Magdeburgo: anatomía de un fracaso
La historia de la fábrica de Intel en Magdeburgo comienza con una promesa y termina con una lección. En marzo de 2022, el CEO de Intel, Pat Gelsinger, anunció la construcción de dos fábricas de chips de última generación en Sajonia-Anhalt. Una inversión de 30.000 millones de euros, 3.000 puestos de trabajo y tecnología de fabricación puntera en suelo europeo. El Gobierno federal comprometió aproximadamente 10.000 millones de euros en subvenciones.

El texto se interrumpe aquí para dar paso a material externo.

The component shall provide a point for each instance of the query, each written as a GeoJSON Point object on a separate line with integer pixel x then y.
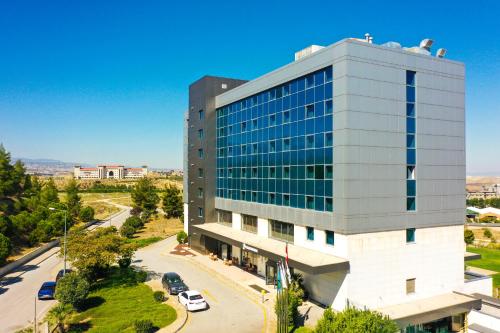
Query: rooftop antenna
{"type": "Point", "coordinates": [441, 53]}
{"type": "Point", "coordinates": [426, 44]}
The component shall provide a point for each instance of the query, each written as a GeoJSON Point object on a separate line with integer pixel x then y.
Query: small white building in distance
{"type": "Point", "coordinates": [109, 172]}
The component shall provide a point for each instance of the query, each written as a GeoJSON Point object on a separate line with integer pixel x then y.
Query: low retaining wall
{"type": "Point", "coordinates": [41, 250]}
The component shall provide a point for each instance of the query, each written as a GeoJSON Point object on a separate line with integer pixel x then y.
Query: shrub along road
{"type": "Point", "coordinates": [18, 290]}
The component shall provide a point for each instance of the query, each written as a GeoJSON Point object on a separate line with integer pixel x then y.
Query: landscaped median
{"type": "Point", "coordinates": [117, 303]}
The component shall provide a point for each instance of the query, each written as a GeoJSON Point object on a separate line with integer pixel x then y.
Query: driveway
{"type": "Point", "coordinates": [230, 309]}
{"type": "Point", "coordinates": [19, 289]}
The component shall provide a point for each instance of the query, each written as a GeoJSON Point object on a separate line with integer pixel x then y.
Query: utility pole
{"type": "Point", "coordinates": [35, 317]}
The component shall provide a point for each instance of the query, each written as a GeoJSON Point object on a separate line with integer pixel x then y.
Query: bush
{"type": "Point", "coordinates": [72, 289]}
{"type": "Point", "coordinates": [355, 320]}
{"type": "Point", "coordinates": [87, 214]}
{"type": "Point", "coordinates": [136, 211]}
{"type": "Point", "coordinates": [159, 296]}
{"type": "Point", "coordinates": [468, 236]}
{"type": "Point", "coordinates": [127, 230]}
{"type": "Point", "coordinates": [182, 237]}
{"type": "Point", "coordinates": [134, 221]}
{"type": "Point", "coordinates": [141, 277]}
{"type": "Point", "coordinates": [5, 248]}
{"type": "Point", "coordinates": [143, 326]}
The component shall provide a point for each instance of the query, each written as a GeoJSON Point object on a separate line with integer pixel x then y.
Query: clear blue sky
{"type": "Point", "coordinates": [106, 81]}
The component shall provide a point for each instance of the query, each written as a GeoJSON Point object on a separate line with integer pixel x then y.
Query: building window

Luego llegó la realidad. La demanda de capacidad de fabricación de Intel quedó por debajo de las expectativas. La reestructuración bajo el nuevo CEO, Lip-Bu Tan, cambió las prioridades. En septiembre de 2024, el proyecto se pospuso dos años. En noviembre de 2024, se reprogramó para 2029/30. En julio de 2025 llegó la cancelación oficial. Este fracaso revela un patrón también observable en el relocalización de cadenas de suministro europeas: las subvenciones solas no crean industria.

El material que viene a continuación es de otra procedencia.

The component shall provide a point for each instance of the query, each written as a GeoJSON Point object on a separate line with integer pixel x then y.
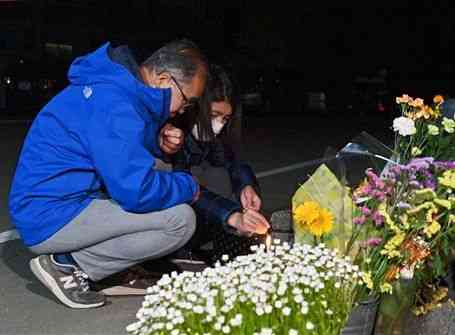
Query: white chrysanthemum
{"type": "Point", "coordinates": [404, 126]}
{"type": "Point", "coordinates": [309, 325]}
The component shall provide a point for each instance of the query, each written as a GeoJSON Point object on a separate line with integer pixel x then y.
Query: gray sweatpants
{"type": "Point", "coordinates": [105, 239]}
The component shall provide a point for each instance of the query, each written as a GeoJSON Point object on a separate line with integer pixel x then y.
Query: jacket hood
{"type": "Point", "coordinates": [98, 68]}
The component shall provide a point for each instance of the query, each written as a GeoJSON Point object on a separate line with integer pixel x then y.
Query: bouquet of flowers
{"type": "Point", "coordinates": [276, 290]}
{"type": "Point", "coordinates": [406, 222]}
{"type": "Point", "coordinates": [422, 130]}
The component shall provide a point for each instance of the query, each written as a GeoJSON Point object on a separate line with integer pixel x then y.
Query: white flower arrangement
{"type": "Point", "coordinates": [284, 290]}
{"type": "Point", "coordinates": [404, 126]}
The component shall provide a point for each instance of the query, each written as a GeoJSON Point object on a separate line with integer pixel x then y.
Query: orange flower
{"type": "Point", "coordinates": [417, 102]}
{"type": "Point", "coordinates": [438, 99]}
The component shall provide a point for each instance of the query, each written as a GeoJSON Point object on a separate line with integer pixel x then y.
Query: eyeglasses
{"type": "Point", "coordinates": [187, 103]}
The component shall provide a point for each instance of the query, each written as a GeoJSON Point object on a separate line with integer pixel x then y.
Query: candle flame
{"type": "Point", "coordinates": [268, 242]}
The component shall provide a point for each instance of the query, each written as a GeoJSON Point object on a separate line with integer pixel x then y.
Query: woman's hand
{"type": "Point", "coordinates": [250, 199]}
{"type": "Point", "coordinates": [170, 139]}
{"type": "Point", "coordinates": [249, 222]}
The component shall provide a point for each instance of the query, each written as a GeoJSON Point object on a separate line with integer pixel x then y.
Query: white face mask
{"type": "Point", "coordinates": [217, 127]}
{"type": "Point", "coordinates": [195, 132]}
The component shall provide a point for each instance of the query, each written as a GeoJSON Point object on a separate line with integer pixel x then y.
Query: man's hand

La lección resulta incómoda: Intel no pudo presentar compromisos suficientes de clientes para su fábrica en Magdeburgo. Dicho de otro modo: la demanda no existía – o no estaba donde Intel la necesitaba.
Dresde: donde realmente se fabrican los chips
Mientras Magdeburgo ocupaba titulares, Dresde construía hechos en silencio. La capital sajona ha sido desde los años noventa la capital alemana de los chips – con una infraestructura de proveedores, centros de investigación y personal cualificado que ningún emplazamiento greenfield puede replicar.
ESMC, la empresa conjunta formada por TSMC (70 %), Bosch, Infineon y NXP, concluyó a finales de 2025 la estructura básica de la primera fábrica europea de TSMC. La instalación del equipamiento comenzará en el segundo semestre de 2026 y la producción está prevista para finales de 2027. La capacidad: 40.000 obleas al mes sobre sustratos de 300 mm, en los nodos tecnológicos 28/22 nm y 16/12 nm.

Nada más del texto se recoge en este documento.